SACRAMENTO – A coalition opposed to Assemby Bill 5, including Uber, Lyft and DoorDash drivers, last month submitted a ballot initiative to the California Secretary of State’s Office in an effort to undo the new law that will make it more difficult for companies to classify gig economy workers as contractors.
The Protect App-Based Drivers & Services Act would provide the promise of increased benefits for such workers who might otherwise be classified as employees under AB 5. The opponents of the bill have argued that the new law, which takes effect on Jan. 1, would lead to more labor litigation against businesses and less working flexibility for gig workers.
In response to the potential threat that the law may bring, the coalition’s proposed initiative reads: “Hundreds of thousands of Californians are choosing to work as independent contractors in the modern economy using app-based rideshare and delivery platforms to transport passengers and deliver food, groceries, and other goods as a means of earning income while maintaining the flexibility to decide when, where, and how they work. … Millions of California consumers and businesses, and our state’s economy as a whole, also benefit from the services of people who work as independent contractors using app-based rideshare and delivery platforms.”
However, some experts believe that regardless of reforms litigation is inevitable.
“There’s inevitably going to be litigation because Uber, for instance, has taken the position that transportation is not their core business – they say that they’re a platform that provides an algorithm for the drivers that provide transportation,” said Stanford law professor William Gould, an expert on gig economy litigation.

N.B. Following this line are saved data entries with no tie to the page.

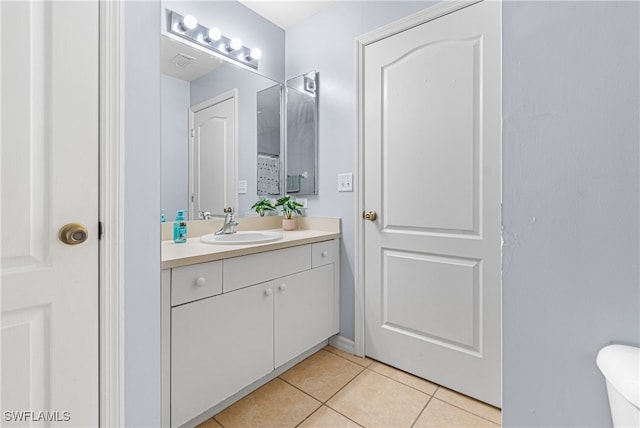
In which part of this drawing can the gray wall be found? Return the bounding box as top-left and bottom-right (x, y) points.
(285, 1), (434, 340)
(502, 1), (640, 426)
(161, 74), (190, 220)
(124, 1), (161, 426)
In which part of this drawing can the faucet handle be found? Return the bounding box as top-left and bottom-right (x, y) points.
(223, 207), (233, 214)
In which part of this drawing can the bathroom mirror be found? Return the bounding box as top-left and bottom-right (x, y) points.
(257, 85), (283, 196)
(286, 71), (319, 195)
(161, 35), (283, 219)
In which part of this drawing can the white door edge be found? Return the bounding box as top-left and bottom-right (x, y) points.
(99, 0), (124, 425)
(354, 0), (498, 358)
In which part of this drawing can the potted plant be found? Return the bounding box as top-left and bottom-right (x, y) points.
(275, 196), (303, 230)
(251, 198), (276, 217)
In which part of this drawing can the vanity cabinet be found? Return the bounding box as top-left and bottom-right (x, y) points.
(164, 239), (339, 427)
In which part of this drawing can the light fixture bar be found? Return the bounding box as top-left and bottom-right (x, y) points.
(167, 10), (260, 69)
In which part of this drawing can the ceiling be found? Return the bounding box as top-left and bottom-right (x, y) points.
(237, 1), (338, 29)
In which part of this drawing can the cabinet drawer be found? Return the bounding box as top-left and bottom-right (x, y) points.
(223, 245), (311, 293)
(312, 240), (336, 268)
(171, 261), (223, 306)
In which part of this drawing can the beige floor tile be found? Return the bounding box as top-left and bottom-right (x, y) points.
(196, 418), (223, 428)
(368, 361), (438, 395)
(298, 406), (363, 428)
(414, 398), (499, 427)
(324, 345), (373, 367)
(327, 369), (429, 428)
(280, 350), (364, 402)
(434, 388), (501, 425)
(214, 378), (321, 428)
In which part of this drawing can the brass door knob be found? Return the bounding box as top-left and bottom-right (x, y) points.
(59, 223), (88, 245)
(363, 210), (377, 221)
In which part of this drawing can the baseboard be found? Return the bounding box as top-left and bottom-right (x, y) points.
(329, 335), (356, 355)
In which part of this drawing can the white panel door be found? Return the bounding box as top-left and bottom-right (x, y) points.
(191, 94), (236, 219)
(0, 0), (99, 425)
(363, 1), (501, 406)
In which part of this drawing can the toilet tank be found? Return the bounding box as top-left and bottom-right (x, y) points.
(597, 345), (640, 427)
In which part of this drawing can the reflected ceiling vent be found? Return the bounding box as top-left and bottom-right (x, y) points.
(171, 53), (196, 68)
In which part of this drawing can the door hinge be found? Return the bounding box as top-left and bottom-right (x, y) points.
(191, 128), (195, 138)
(191, 194), (195, 202)
(98, 221), (104, 240)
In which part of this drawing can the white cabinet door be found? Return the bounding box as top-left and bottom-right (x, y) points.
(274, 265), (336, 367)
(171, 283), (274, 427)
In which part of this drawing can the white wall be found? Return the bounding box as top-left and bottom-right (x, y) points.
(285, 1), (434, 340)
(124, 1), (161, 426)
(161, 75), (190, 220)
(502, 1), (640, 426)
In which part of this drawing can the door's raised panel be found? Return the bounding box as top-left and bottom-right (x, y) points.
(1, 305), (49, 415)
(1, 0), (52, 271)
(381, 38), (481, 235)
(382, 250), (480, 352)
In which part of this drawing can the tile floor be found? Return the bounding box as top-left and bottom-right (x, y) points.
(197, 345), (501, 428)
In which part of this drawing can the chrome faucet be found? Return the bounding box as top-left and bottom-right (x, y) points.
(198, 210), (213, 220)
(215, 210), (238, 235)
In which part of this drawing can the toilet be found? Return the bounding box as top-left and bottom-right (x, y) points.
(597, 344), (640, 427)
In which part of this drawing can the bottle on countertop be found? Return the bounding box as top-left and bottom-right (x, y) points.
(173, 210), (187, 243)
(161, 209), (166, 223)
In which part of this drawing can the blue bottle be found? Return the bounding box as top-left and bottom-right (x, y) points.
(161, 209), (166, 223)
(173, 210), (187, 243)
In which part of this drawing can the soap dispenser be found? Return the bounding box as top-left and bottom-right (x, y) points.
(173, 210), (187, 243)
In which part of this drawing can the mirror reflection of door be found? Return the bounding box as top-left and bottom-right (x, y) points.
(190, 90), (237, 219)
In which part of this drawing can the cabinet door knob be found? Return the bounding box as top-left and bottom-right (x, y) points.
(279, 284), (287, 292)
(265, 288), (273, 296)
(195, 277), (206, 287)
(321, 250), (328, 257)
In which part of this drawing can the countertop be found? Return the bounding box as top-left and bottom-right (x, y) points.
(162, 217), (340, 269)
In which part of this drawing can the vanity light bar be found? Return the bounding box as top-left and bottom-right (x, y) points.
(167, 10), (260, 69)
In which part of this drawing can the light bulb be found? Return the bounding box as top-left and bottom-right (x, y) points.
(181, 15), (197, 31)
(248, 48), (262, 60)
(228, 38), (242, 51)
(207, 27), (221, 42)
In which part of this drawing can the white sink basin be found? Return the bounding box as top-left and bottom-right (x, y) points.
(200, 231), (283, 245)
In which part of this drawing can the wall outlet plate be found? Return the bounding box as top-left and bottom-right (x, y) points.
(338, 173), (353, 192)
(238, 180), (247, 194)
(296, 198), (308, 209)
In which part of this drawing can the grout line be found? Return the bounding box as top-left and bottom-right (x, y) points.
(324, 346), (372, 368)
(293, 405), (324, 428)
(430, 397), (502, 426)
(366, 363), (439, 397)
(410, 390), (436, 428)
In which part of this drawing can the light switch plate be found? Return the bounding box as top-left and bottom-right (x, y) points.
(338, 173), (353, 192)
(238, 180), (247, 194)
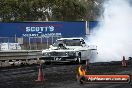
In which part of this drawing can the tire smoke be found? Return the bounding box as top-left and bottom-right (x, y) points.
(87, 0), (132, 62)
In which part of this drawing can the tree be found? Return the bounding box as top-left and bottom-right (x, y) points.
(52, 0), (87, 21)
(0, 0), (103, 22)
(80, 0), (104, 21)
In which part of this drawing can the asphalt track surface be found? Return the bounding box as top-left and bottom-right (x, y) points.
(0, 60), (132, 88)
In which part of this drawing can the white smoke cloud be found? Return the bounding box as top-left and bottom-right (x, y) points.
(87, 0), (132, 62)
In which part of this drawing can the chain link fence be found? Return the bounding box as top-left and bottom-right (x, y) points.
(0, 36), (62, 50)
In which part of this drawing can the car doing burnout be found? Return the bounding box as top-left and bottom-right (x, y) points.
(41, 37), (97, 63)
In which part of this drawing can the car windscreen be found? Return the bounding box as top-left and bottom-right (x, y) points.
(53, 39), (82, 46)
(64, 39), (81, 46)
(53, 40), (63, 47)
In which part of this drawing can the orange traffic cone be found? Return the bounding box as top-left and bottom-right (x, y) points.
(122, 56), (127, 67)
(36, 64), (44, 82)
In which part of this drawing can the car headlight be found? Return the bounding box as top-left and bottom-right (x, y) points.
(43, 52), (50, 56)
(65, 52), (68, 56)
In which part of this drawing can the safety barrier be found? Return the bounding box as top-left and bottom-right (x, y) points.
(0, 50), (43, 67)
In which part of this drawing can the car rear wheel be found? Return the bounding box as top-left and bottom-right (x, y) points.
(76, 52), (81, 64)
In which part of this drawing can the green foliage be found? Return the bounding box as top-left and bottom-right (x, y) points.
(52, 0), (87, 21)
(0, 0), (103, 22)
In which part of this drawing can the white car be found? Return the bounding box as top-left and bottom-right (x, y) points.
(41, 37), (97, 63)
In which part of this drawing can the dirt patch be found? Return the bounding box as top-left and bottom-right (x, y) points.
(0, 61), (132, 88)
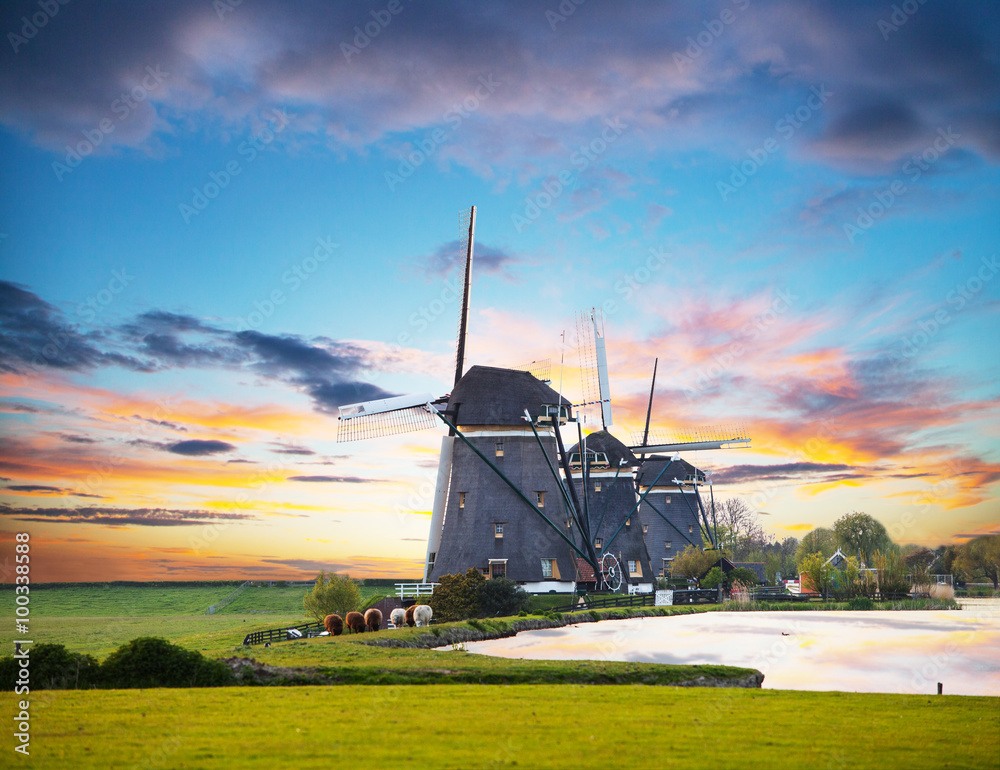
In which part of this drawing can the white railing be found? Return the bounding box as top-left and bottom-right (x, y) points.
(396, 582), (439, 599)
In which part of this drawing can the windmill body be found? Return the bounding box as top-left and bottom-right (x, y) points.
(567, 430), (653, 592)
(425, 366), (580, 591)
(636, 456), (709, 580)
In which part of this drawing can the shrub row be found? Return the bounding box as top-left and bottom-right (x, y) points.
(1, 638), (234, 690)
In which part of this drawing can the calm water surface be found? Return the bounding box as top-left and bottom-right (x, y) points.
(461, 600), (1000, 695)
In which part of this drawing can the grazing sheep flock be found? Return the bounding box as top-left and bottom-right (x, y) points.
(323, 613), (344, 636)
(326, 605), (431, 636)
(364, 608), (383, 632)
(345, 611), (366, 634)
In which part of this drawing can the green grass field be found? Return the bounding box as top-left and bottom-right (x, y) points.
(11, 686), (997, 768)
(6, 583), (997, 766)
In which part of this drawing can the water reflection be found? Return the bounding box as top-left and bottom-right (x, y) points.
(462, 603), (1000, 695)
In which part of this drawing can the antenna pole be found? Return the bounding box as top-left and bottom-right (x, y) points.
(641, 357), (658, 458)
(454, 205), (476, 388)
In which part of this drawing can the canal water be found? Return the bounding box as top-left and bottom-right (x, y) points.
(461, 600), (1000, 695)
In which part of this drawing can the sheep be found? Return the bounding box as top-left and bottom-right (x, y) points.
(323, 613), (343, 636)
(364, 608), (383, 633)
(404, 604), (416, 627)
(413, 604), (433, 627)
(390, 608), (406, 629)
(345, 611), (366, 634)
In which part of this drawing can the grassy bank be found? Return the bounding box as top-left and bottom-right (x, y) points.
(11, 686), (996, 768)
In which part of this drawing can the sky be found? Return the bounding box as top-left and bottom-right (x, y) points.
(1, 0), (998, 582)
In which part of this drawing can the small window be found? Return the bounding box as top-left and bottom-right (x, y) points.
(688, 524), (693, 534)
(665, 541), (672, 550)
(625, 517), (631, 528)
(642, 524), (648, 534)
(541, 559), (554, 579)
(628, 560), (641, 577)
(459, 492), (466, 508)
(595, 538), (603, 550)
(594, 481), (601, 493)
(536, 491), (545, 507)
(494, 522), (504, 538)
(490, 561), (506, 578)
(495, 442), (504, 457)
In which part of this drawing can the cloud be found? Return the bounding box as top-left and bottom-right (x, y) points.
(6, 484), (63, 493)
(712, 462), (859, 485)
(418, 240), (518, 278)
(3, 1), (996, 178)
(167, 439), (236, 456)
(270, 444), (315, 456)
(285, 475), (375, 483)
(0, 281), (149, 374)
(0, 506), (253, 526)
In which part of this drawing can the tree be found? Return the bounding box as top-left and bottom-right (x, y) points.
(701, 566), (724, 589)
(728, 567), (759, 587)
(428, 568), (486, 621)
(712, 497), (773, 560)
(670, 544), (723, 582)
(799, 551), (834, 598)
(833, 512), (893, 565)
(954, 535), (1000, 589)
(303, 571), (361, 622)
(796, 528), (837, 568)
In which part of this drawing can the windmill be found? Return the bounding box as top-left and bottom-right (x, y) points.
(336, 207), (750, 591)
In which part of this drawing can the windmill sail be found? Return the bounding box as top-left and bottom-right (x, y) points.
(574, 308), (612, 428)
(336, 393), (440, 442)
(630, 423), (751, 453)
(336, 205), (476, 443)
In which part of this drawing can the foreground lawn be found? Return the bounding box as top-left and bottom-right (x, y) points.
(14, 686), (997, 768)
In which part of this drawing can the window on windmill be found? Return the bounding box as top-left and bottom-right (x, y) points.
(688, 524), (693, 534)
(665, 541), (672, 550)
(541, 558), (554, 579)
(459, 492), (466, 509)
(595, 538), (603, 550)
(495, 441), (504, 457)
(625, 517), (631, 528)
(628, 560), (642, 577)
(594, 481), (601, 493)
(642, 524), (648, 534)
(494, 522), (504, 538)
(535, 491), (545, 507)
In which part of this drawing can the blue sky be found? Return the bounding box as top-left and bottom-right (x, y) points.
(1, 0), (998, 580)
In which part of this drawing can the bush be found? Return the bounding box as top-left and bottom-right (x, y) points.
(728, 567), (758, 588)
(479, 577), (530, 617)
(847, 596), (874, 611)
(871, 550), (911, 599)
(428, 568), (485, 622)
(701, 566), (724, 590)
(303, 571), (361, 622)
(0, 643), (101, 690)
(100, 637), (234, 689)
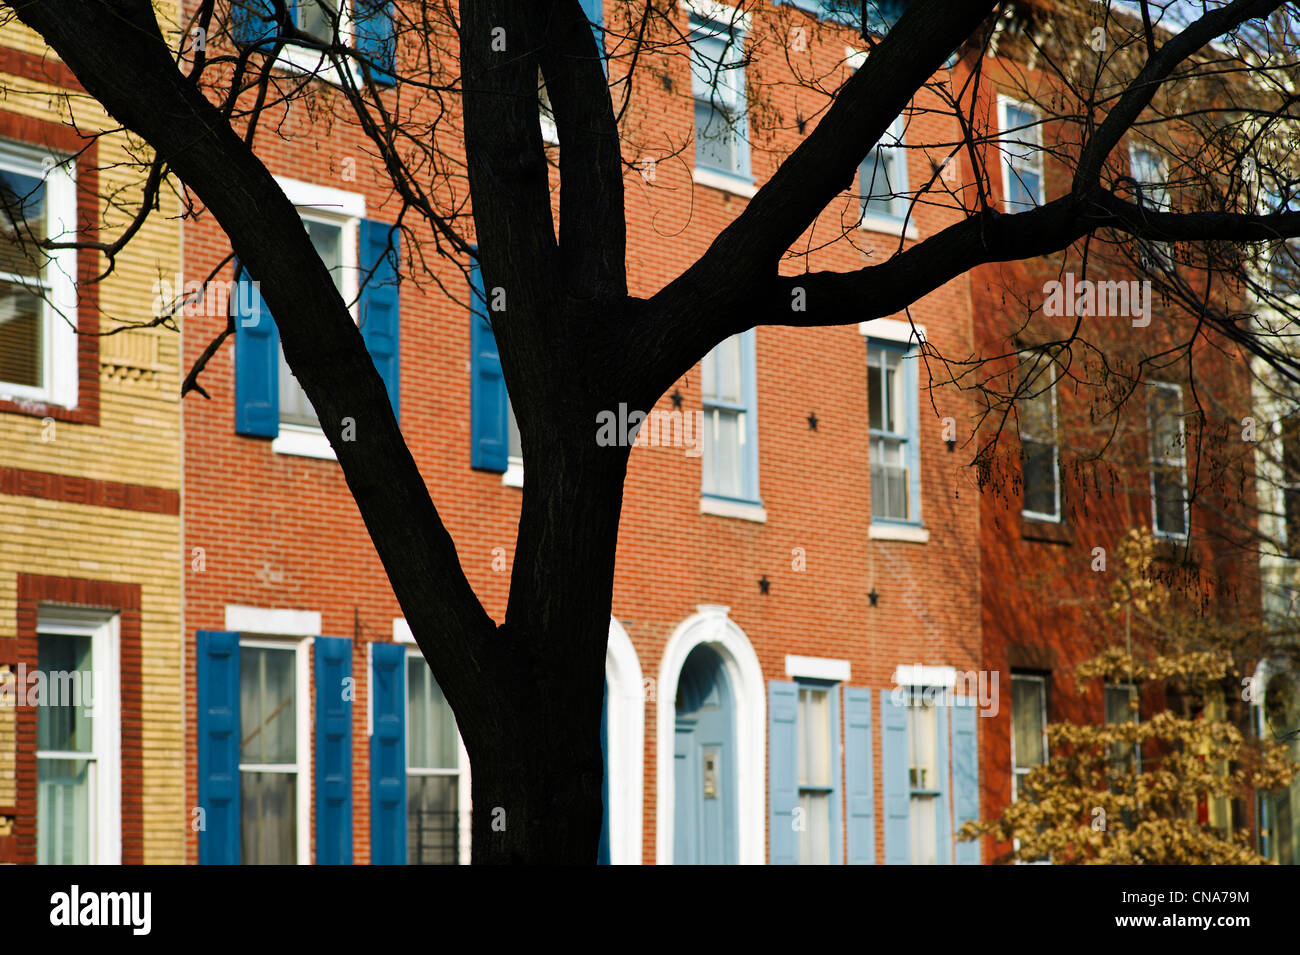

“I think that overall one of the major virtues of AB 5 is that because it is a relatively simplified and short criteria list, it should provide more certainty to the parties as to where they are and diminish litigation…but I think they (the coalition) will go to great lengths to challenge the statute along the lines we have mentioned and also by attempting to use the Federal Law Arbitration Act of 1925 as a vehicle to require any drivers who sue to remit their case to employer promulgated…arbitration procedures.”